Phoebe Burgess: I'm so lucky to have known about the importance of vitamin D during my pregnancy with Poppy so I was able to monitor my levels with the help of my GP. I also make sure I regularly take Poppy outside to play in the sunshine, particularly in these colder winter months, so her little bones can grow into big strong ones! Going into my second pregnancy I'll be doing the same by talking to my doctor and ensuring my little one also has the chance to develop healthy bones.
Question: Why did you decide to become an Ostelin Vitamin D Day Ambassador?
Phoebe Burgess: Being a mother (and soon-to-be mother of two) has made me more aware of how important vitamin D really is, from infancy right through to later in life. When we think of bone health, we generally associate it with older generations, however developing strong bones starts from birth. That's why I'm working with Ostelin to raise awareness of the importance of vitamin D for bone health for all Australians at different life stages. It's never too soon to future proof your health.
Question: What role does vitamin D play in our body?
Phoebe Burgess: Vitamin D is essential for the adsorption of calcium, which helps to form and maintain strong, healthy bones. Without enough vitamin D, bones can become brittle, thin or malformed and can lead to bone fractures, chronic pain and osteoporosis.
During pregnancy, your baby is reliant on all of your stored nutrients so if you have a vitamin D insufficiency, your baby will likely have one too. That's why it's so important to talk to your doctor about vitamin D levels during this time.
Question: How do you personally increase your vitamin D levels?

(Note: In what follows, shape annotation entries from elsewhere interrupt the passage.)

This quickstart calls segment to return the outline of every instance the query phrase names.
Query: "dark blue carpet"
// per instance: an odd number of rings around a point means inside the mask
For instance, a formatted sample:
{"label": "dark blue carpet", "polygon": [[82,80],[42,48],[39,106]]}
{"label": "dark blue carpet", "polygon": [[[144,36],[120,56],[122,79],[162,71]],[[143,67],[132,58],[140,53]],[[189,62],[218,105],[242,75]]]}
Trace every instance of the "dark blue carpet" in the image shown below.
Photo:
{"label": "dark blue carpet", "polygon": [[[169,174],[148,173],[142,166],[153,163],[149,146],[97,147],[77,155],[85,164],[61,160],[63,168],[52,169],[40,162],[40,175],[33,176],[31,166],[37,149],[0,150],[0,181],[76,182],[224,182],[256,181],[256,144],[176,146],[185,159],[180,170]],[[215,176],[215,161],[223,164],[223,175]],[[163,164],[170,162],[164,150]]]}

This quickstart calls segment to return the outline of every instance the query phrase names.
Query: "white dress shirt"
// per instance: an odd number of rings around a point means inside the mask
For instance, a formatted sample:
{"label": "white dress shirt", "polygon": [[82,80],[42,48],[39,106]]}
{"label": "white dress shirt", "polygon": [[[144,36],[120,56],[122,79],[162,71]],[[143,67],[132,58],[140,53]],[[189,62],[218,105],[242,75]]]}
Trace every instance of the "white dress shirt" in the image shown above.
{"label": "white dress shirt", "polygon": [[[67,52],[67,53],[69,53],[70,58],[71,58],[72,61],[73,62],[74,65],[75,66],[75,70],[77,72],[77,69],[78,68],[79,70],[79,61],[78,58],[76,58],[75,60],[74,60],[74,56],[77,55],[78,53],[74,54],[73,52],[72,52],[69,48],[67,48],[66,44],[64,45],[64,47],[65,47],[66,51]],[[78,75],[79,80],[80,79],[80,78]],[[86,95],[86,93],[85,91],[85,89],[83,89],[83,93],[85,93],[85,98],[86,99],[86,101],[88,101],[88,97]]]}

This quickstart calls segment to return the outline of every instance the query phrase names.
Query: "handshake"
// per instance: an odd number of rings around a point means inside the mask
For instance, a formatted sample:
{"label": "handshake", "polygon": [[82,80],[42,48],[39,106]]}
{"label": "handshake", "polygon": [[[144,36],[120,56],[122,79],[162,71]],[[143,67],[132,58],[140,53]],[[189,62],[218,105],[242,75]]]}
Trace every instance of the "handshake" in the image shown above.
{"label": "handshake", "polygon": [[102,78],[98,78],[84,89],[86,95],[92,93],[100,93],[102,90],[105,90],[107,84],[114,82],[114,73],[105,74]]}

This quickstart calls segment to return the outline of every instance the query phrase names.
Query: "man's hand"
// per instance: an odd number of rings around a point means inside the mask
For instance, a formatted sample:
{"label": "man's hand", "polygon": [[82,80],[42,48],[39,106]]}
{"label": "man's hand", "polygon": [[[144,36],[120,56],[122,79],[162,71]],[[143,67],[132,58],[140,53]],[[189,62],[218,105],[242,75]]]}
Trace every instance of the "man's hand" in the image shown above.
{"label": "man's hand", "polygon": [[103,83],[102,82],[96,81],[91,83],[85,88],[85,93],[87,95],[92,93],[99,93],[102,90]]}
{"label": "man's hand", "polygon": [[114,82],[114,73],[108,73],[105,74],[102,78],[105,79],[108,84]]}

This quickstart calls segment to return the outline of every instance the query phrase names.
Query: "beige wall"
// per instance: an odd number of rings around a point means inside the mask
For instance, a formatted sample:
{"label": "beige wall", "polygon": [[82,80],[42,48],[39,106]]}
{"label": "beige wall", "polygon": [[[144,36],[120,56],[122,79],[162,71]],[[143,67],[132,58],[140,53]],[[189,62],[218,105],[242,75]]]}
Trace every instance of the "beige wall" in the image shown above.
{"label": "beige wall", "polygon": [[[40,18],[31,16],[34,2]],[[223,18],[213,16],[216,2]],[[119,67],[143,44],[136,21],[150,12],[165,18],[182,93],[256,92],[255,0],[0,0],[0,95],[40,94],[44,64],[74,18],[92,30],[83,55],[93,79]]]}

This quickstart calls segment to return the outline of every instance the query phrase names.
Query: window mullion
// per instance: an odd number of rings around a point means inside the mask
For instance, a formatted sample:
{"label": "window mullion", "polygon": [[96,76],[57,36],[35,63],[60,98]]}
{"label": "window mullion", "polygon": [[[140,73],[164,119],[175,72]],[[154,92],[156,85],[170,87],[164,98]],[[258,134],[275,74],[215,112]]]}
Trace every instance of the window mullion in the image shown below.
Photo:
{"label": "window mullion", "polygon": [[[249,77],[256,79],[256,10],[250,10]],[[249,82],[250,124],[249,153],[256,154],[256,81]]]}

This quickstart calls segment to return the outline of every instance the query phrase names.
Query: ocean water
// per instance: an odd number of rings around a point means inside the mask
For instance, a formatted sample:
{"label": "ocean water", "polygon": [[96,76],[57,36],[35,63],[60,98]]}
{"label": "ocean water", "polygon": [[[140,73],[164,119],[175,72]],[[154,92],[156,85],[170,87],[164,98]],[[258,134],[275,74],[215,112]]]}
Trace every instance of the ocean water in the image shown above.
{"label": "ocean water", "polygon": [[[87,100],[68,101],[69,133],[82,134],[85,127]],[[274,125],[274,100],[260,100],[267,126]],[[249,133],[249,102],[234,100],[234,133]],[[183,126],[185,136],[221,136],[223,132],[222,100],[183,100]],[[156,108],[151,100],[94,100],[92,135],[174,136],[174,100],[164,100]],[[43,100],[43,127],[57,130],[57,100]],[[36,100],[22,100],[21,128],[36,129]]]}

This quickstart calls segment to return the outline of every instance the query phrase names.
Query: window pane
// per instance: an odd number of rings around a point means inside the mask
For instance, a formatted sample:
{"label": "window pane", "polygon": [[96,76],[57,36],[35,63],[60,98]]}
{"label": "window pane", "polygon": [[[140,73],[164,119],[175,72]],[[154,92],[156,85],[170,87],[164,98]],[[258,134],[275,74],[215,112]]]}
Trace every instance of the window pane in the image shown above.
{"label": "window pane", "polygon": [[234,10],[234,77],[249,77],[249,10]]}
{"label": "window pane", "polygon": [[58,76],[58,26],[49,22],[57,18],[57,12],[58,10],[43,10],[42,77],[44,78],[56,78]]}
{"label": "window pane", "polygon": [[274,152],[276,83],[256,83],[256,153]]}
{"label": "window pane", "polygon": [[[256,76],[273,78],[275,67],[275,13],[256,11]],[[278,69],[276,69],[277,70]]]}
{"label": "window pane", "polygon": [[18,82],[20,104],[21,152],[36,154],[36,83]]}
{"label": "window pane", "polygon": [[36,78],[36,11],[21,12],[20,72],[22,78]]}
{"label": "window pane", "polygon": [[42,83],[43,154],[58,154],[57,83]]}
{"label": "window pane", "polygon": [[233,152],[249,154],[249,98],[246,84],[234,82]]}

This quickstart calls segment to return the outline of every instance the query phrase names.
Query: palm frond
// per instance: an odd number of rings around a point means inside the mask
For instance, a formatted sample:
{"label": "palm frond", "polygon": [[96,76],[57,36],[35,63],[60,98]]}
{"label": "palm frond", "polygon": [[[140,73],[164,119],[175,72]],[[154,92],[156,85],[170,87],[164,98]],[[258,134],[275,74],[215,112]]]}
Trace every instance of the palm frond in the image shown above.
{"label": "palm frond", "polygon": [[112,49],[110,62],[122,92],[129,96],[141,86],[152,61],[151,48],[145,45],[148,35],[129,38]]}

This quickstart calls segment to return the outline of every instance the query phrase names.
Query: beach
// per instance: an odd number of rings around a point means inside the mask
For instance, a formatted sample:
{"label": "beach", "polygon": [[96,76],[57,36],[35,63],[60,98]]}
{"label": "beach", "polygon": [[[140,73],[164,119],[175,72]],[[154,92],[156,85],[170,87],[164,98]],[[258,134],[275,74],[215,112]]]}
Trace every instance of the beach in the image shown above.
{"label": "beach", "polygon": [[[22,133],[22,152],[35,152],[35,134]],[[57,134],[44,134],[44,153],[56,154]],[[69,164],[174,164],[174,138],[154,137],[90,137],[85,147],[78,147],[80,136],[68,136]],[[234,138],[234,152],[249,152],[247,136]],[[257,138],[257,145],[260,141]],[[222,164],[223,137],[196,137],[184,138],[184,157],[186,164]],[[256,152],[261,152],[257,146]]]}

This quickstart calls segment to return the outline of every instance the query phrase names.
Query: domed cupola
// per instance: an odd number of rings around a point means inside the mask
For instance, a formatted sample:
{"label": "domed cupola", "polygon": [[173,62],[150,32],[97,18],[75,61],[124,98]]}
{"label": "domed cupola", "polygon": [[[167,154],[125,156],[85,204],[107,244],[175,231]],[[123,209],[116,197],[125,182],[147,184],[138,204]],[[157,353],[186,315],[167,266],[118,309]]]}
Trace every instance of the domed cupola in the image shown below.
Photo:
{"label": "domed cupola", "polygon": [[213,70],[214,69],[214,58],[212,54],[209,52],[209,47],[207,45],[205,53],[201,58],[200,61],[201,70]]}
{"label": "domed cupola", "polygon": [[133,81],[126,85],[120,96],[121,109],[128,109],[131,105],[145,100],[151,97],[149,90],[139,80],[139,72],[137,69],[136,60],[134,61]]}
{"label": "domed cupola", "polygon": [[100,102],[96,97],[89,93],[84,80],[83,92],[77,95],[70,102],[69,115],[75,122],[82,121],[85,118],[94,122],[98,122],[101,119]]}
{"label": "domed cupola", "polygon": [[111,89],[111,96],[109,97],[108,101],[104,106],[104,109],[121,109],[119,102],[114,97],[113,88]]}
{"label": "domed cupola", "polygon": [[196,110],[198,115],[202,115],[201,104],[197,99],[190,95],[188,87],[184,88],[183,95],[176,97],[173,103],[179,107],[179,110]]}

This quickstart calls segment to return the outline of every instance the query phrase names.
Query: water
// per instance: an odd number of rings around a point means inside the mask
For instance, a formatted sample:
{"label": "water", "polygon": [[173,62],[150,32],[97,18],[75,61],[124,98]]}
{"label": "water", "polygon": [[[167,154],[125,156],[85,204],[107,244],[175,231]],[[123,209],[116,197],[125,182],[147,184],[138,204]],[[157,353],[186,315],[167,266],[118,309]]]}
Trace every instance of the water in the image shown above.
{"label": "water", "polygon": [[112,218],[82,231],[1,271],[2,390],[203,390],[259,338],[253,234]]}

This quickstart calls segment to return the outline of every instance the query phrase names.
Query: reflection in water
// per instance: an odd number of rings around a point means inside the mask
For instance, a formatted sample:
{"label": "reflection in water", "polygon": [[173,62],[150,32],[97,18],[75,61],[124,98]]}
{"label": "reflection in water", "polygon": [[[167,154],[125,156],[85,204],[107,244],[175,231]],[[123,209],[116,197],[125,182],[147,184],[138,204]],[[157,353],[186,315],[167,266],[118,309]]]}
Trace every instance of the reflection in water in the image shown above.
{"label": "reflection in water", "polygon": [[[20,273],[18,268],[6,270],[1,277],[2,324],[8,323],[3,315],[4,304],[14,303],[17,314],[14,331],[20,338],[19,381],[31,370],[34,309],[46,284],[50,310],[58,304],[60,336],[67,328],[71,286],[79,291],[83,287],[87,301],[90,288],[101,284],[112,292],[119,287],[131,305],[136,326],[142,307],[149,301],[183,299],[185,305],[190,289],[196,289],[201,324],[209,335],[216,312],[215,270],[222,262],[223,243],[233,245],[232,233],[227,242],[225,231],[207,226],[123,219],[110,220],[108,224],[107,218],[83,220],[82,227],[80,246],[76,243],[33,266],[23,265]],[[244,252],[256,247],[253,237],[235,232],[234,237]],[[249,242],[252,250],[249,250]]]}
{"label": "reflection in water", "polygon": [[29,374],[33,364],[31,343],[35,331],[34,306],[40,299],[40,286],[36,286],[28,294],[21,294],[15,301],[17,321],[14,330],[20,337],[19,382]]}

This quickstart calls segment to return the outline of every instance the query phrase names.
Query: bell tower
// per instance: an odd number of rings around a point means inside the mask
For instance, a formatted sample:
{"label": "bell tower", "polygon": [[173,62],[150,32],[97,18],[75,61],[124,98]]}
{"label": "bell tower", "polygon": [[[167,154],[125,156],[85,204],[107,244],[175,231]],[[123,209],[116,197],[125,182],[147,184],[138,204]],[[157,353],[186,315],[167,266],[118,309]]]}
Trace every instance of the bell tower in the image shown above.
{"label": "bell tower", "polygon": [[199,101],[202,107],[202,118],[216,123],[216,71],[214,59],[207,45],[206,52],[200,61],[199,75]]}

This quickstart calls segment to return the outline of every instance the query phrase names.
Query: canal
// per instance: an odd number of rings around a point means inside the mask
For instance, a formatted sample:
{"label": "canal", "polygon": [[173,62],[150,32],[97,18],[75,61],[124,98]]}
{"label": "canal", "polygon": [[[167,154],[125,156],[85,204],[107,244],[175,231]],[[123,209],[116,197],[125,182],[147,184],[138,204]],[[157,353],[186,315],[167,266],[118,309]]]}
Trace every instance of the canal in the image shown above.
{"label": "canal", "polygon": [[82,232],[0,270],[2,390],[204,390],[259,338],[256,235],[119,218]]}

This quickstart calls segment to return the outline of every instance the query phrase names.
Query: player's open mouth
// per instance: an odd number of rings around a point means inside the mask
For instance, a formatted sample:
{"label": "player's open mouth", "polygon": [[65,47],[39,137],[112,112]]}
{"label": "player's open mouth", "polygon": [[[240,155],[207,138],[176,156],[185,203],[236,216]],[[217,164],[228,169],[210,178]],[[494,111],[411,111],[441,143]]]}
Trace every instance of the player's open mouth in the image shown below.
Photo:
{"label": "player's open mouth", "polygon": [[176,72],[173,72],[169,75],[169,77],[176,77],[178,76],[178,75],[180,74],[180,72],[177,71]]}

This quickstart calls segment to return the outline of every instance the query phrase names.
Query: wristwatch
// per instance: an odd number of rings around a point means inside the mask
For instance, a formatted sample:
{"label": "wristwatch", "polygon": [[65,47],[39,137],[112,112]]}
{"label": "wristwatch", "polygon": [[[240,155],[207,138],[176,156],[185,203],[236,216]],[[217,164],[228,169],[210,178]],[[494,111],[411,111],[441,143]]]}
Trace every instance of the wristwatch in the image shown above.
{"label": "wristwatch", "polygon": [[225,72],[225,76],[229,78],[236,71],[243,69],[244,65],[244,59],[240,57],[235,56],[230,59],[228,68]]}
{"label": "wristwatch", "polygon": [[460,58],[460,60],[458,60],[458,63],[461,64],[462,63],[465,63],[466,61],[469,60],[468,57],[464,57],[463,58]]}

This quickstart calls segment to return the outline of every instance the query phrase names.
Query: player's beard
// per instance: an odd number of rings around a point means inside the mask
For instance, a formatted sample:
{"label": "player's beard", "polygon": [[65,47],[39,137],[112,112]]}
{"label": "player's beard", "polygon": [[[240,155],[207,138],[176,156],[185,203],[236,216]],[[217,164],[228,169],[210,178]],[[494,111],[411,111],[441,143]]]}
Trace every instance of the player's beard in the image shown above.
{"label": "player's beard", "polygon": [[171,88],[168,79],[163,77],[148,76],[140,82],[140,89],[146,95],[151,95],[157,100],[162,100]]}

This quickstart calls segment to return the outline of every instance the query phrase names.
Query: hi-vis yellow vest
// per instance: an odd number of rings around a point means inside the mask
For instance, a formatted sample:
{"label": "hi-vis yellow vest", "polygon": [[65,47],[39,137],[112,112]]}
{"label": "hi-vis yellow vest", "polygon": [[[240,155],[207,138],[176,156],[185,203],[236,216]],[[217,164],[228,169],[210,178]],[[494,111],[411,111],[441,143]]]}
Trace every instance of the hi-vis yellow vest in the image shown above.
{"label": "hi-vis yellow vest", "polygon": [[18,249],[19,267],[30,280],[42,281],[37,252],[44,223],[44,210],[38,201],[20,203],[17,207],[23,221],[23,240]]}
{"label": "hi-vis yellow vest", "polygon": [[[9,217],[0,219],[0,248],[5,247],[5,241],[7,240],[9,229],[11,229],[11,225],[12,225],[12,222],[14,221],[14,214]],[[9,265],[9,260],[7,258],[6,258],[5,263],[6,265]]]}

Phoebe Burgess: I always make sure I spend some time in the sun and exercise every day, however I know that sometimes it's not enough to keep my vitamin D levels at where they need to be. That's why I would encourage everyone to be proactive about your bone health and speak to your GP about whether you may need to take supplements to boost your vitamin D levels.
Question: Have you had Poppy's vitamin D levels checked?
Phoebe Burgess: Since learning about the importance of Vitamin D for her development and growth, I always make sure to have the conversation with my GP every six months or so to make sure there are no indications Poppy has insufficient Vitamin D. We just make sure we stay on top of it!
Question: How should we approach vitamin D levels with our GP?
Phoebe Burgess: It's really just about starting the conversation. If you're heading to the doctor for your regular check-up, ask about vitamin D and think about checking your levels. I would also recommend talking to your GP if you are concerned that your child may be low in vitamin D, as your doctor can then identify any signs of insufficiency.